Étienne est rentré bien après minuit, titubant et sentant un mélange d'alcool cher et du parfum de Chloé. Il m'a vue assise dans le salon, dans la pénombre, et a paru surpris.
« Tu ne dors pas ? » a-t-il demandé, sa voix pâteuse.
Le bœuf bourguignon était froid sur la table, la bougie de notre anniversaire consumée. Il n'a même pas jeté un regard à la table.
Il avait oublié.
« Tu as bu, » ai-je constaté, ma voix neutre.
Il a haussé les épaules et a jeté sa veste sur un fauteuil. « J'ai eu une grosse journée. J'avais besoin de décompresser. »
Il s'est servi un verre d'eau, le buvant d'une traite. Son visage, autrefois pâle et marqué par la maladie, était maintenant plein de vie, d'une arrogance que je ne lui connaissais pas avant sa guérison.
Avant, il était reconnaissant. Maintenant, il était juste arrogant.
Le changement avait commencé il y a deux mois.
Je me souviens précisément du jour. Il avait reçu un appel. Son visage s'était illuminé d'une manière que je n'avais pas vue depuis des années.
« C'est Chloé, » avait-il dit. « Elle est de retour à Paris. »
Depuis ce jour, il rentrait tard. Il avait recommencé à boire, à sortir. Il achetait des vêtements de marque, des parfums coûteux, des choses qu'il disait détester quand il était avec moi.

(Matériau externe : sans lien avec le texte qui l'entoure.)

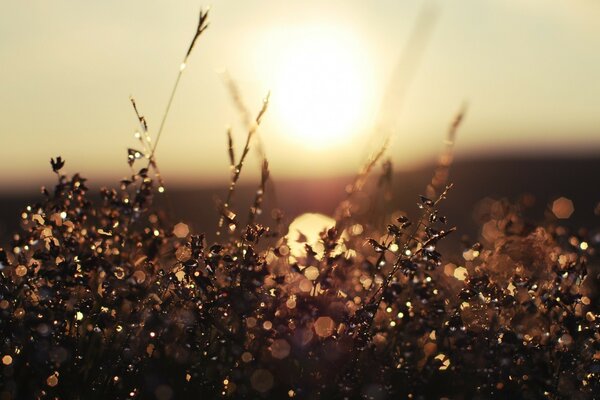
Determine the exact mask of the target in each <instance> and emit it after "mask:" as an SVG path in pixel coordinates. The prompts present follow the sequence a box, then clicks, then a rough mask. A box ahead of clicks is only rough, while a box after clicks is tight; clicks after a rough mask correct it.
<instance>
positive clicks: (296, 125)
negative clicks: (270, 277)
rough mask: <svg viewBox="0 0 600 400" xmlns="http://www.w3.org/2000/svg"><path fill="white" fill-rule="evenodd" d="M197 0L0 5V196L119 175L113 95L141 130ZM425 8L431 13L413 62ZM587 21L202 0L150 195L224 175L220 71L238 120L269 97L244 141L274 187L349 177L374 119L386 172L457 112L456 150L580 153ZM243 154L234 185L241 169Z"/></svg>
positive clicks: (595, 83)
mask: <svg viewBox="0 0 600 400" xmlns="http://www.w3.org/2000/svg"><path fill="white" fill-rule="evenodd" d="M205 5H207V4H201V3H198V2H197V1H177V2H164V1H148V0H144V1H141V0H135V1H128V2H122V1H117V0H109V1H103V2H95V3H93V4H91V3H87V2H76V1H65V0H60V1H52V2H48V1H42V0H31V1H27V2H9V3H7V4H4V7H3V12H2V13H1V15H0V59H1V60H2V62H1V64H0V65H1V67H0V87H1V88H2V90H1V91H0V93H1V94H0V110H1V111H0V115H1V116H2V118H1V120H2V127H1V129H2V133H1V134H0V168H1V169H2V171H3V172H2V174H0V185H1V187H2V190H3V191H9V190H13V189H14V190H16V189H22V188H31V187H32V186H33V187H36V186H37V185H39V184H44V183H48V182H49V181H50V180H51V179H52V178H51V176H50V171H49V164H48V160H49V159H50V157H54V156H57V155H61V156H63V158H65V159H66V160H67V164H66V171H68V172H80V173H82V174H83V175H84V176H86V177H89V178H90V179H91V180H93V181H94V182H96V183H97V182H102V183H105V182H114V181H116V180H118V179H121V178H122V177H123V176H124V175H126V174H129V173H130V170H129V168H128V166H127V163H126V149H127V148H128V147H134V148H135V147H136V145H137V141H136V139H135V138H134V133H135V131H136V129H137V119H136V118H135V114H134V113H133V111H132V109H131V106H130V103H129V97H130V96H134V97H135V99H136V101H137V103H138V105H139V107H140V110H141V112H142V113H143V114H144V115H145V116H146V118H147V120H148V123H149V127H150V134H151V135H155V134H156V131H157V129H158V126H159V124H160V120H161V117H162V115H163V111H164V108H165V105H166V103H167V100H168V96H169V93H170V90H171V88H172V85H173V82H174V80H175V77H176V74H177V72H178V68H179V65H180V63H181V61H182V59H183V56H184V54H185V50H186V49H187V46H188V45H189V40H190V38H191V36H192V34H193V29H194V27H195V24H196V22H197V13H198V11H199V9H200V7H201V6H205ZM425 8H426V9H429V10H432V12H433V15H435V17H434V21H433V22H432V24H431V26H430V31H429V32H428V34H427V38H426V40H423V41H422V43H420V46H421V47H420V48H419V49H418V52H416V51H415V49H414V48H413V49H412V50H411V48H410V46H409V44H410V39H409V38H410V37H411V32H414V29H415V24H417V21H418V20H419V15H421V14H422V13H423V10H424V9H425ZM599 18H600V6H598V5H597V3H596V2H594V1H591V0H573V1H551V2H550V1H541V0H519V1H516V0H491V1H485V2H484V1H480V0H460V1H455V2H451V3H450V2H444V1H427V2H425V1H411V2H408V1H378V2H364V1H332V2H322V1H306V2H277V1H272V0H271V1H267V0H261V1H252V2H248V1H244V2H240V1H236V2H233V1H229V2H228V1H217V2H214V3H213V4H212V8H211V21H210V29H209V30H208V31H207V32H206V34H205V35H203V36H202V37H201V38H200V40H199V42H198V44H197V47H196V49H195V52H194V54H192V57H191V58H190V60H189V62H188V64H187V68H186V69H185V73H184V74H183V75H182V78H181V82H180V89H179V91H178V93H177V95H176V97H175V99H174V102H173V107H172V110H171V114H170V116H169V118H168V120H167V121H166V124H165V128H164V133H163V137H162V138H161V143H160V146H158V148H157V152H156V157H157V160H158V163H159V165H160V167H161V170H162V172H163V175H164V177H165V181H166V184H167V186H169V185H173V186H177V185H183V184H190V183H191V184H225V183H226V182H227V179H228V174H229V171H230V169H229V165H228V163H229V161H228V158H227V137H226V130H227V127H228V126H231V127H232V129H233V138H234V145H235V146H236V148H237V149H238V151H241V147H242V145H243V141H244V139H245V129H246V127H245V126H244V123H243V121H242V119H241V118H240V116H239V112H238V111H237V109H236V107H235V106H234V102H233V101H232V99H231V95H230V93H229V91H228V89H227V85H226V84H224V78H223V76H224V74H223V71H227V76H230V77H231V78H232V79H233V80H234V81H235V82H236V85H237V87H238V88H239V91H240V94H241V98H242V101H243V102H244V104H245V105H246V107H247V108H248V109H249V110H250V112H251V113H252V114H254V113H256V112H258V110H259V109H260V107H261V104H262V99H263V98H264V97H265V96H266V94H267V93H269V92H270V93H271V104H270V107H269V109H268V111H267V113H266V115H265V117H264V123H263V125H262V126H261V129H260V131H259V135H260V140H261V143H263V146H264V151H265V154H266V156H267V157H268V158H269V161H270V165H271V169H272V171H274V174H276V175H277V177H278V178H280V179H284V178H294V177H307V178H311V177H322V176H336V175H346V174H351V173H353V172H354V171H356V170H358V169H359V168H360V166H361V165H362V163H363V162H364V160H365V159H366V158H367V157H368V155H369V153H370V152H372V151H375V150H376V149H377V148H378V147H379V146H380V145H381V143H382V141H383V137H384V135H382V133H381V132H380V131H378V130H375V127H376V126H377V127H378V129H384V130H386V129H387V130H390V131H391V132H392V133H393V137H392V142H391V147H390V149H389V155H390V156H391V157H392V160H393V161H394V164H395V168H397V169H406V168H413V167H414V166H415V165H423V164H426V163H428V162H431V161H432V160H434V159H435V157H436V155H437V154H439V152H440V150H441V149H442V148H443V139H444V134H445V131H446V128H447V126H448V124H449V122H450V121H451V119H452V117H453V115H454V114H455V113H456V111H457V110H458V109H459V108H460V106H461V105H462V104H463V103H467V104H468V106H469V108H468V116H467V119H466V121H465V123H464V125H463V127H462V128H461V131H460V133H459V136H458V139H457V147H456V151H457V157H459V158H460V157H477V156H478V155H482V156H483V155H489V154H501V155H502V154H504V155H506V154H509V155H514V154H522V155H533V156H540V155H544V154H555V153H556V154H581V153H582V152H587V153H590V152H598V151H600V132H599V131H598V130H599V129H600V128H599V127H600V113H598V104H600V52H598V51H597V49H599V48H600V25H598V23H597V21H598V20H599ZM416 53H418V54H416ZM407 65H411V66H412V67H414V71H412V72H411V71H409V70H408V69H406V66H407ZM412 67H411V68H412ZM390 93H391V97H390V96H389V94H390ZM394 95H395V97H394ZM386 96H388V97H386ZM390 98H391V99H392V101H388V102H387V103H386V100H384V99H390ZM382 124H383V125H382ZM250 158H251V159H250V161H249V164H248V165H249V168H248V170H247V174H245V175H244V179H253V178H254V177H255V176H256V174H258V171H259V168H258V162H257V157H255V153H254V152H252V154H251V157H250ZM252 171H256V172H254V173H253V172H252Z"/></svg>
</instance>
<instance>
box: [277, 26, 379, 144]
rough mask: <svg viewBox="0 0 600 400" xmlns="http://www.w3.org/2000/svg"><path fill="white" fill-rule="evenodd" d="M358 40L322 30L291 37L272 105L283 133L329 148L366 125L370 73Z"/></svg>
mask: <svg viewBox="0 0 600 400" xmlns="http://www.w3.org/2000/svg"><path fill="white" fill-rule="evenodd" d="M358 43H359V41H358V40H356V38H353V37H352V36H351V35H348V34H346V33H342V32H336V31H332V30H324V29H312V30H303V31H302V33H301V34H300V35H298V36H297V37H293V38H291V39H290V40H289V42H288V44H287V45H286V46H285V48H284V50H283V51H282V54H281V56H280V60H281V61H280V63H279V64H278V66H277V68H276V76H275V77H274V78H275V87H274V88H273V108H274V109H275V113H276V114H277V115H278V117H279V118H280V119H281V122H282V125H283V127H282V129H283V130H284V132H283V133H284V134H286V135H288V136H289V137H291V138H292V139H294V140H295V141H297V142H300V143H303V144H305V145H307V146H308V147H314V148H319V147H320V148H323V147H331V146H333V145H336V144H338V143H340V142H344V141H347V140H348V139H349V138H351V137H352V136H354V135H356V134H357V133H358V132H359V131H360V130H361V129H364V127H365V125H366V123H367V119H368V114H369V112H370V103H371V101H370V100H371V99H370V96H369V94H370V93H369V92H370V89H371V87H372V83H371V82H370V79H371V77H372V74H370V73H369V72H370V71H369V66H368V63H367V60H366V59H367V58H368V57H366V56H365V54H364V53H361V51H360V50H361V49H360V45H359V44H358Z"/></svg>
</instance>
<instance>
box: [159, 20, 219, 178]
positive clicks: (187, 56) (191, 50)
mask: <svg viewBox="0 0 600 400" xmlns="http://www.w3.org/2000/svg"><path fill="white" fill-rule="evenodd" d="M209 10H210V9H207V10H206V11H203V10H200V17H199V19H198V26H197V27H196V33H195V34H194V38H193V39H192V42H191V43H190V45H189V47H188V50H187V52H186V54H185V57H184V58H183V62H182V63H181V65H180V66H179V72H178V73H177V78H176V79H175V83H174V85H173V89H172V90H171V94H170V95H169V100H168V101H167V106H166V107H165V112H164V113H163V117H162V119H161V121H160V126H159V128H158V132H157V133H156V140H155V141H154V144H153V145H152V149H151V152H150V155H149V157H148V158H149V161H148V167H150V166H152V167H153V168H154V170H155V171H158V169H157V167H156V160H155V158H154V155H155V153H156V147H157V146H158V142H159V141H160V138H161V136H162V133H163V130H164V127H165V122H166V121H167V117H168V116H169V112H170V111H171V106H172V105H173V99H174V98H175V93H177V88H178V87H179V82H180V81H181V76H182V75H183V71H184V70H185V68H186V66H187V62H188V59H189V57H190V54H191V53H192V50H193V49H194V46H195V45H196V41H197V40H198V38H199V37H200V35H201V34H202V32H204V31H205V30H206V28H208V12H209ZM161 187H162V185H161Z"/></svg>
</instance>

Il achetait des choses pour elle.
« N'oublie pas de prendre tes médicaments, » lui ai-je rappelé, comme chaque soir.
Il s'est retourné brusquement, l'irritation déformant ses traits.
« Arrête de me traiter comme un enfant, Amélie ! Je ne suis plus malade. Tu es une mère poule, tu n'as pas de vie propre. »
Une lueur de culpabilité a traversé ses yeux un bref instant, puis a disparu, remplacée par son masque d'indifférence habituel.
Il s'est dirigé vers la chambre sans un mot de plus.
« Nous sommes juste des colocataires, n'est-ce pas ? » ai-je murmuré dans le salon vide.
Mais même les colocataires se parlent parfois.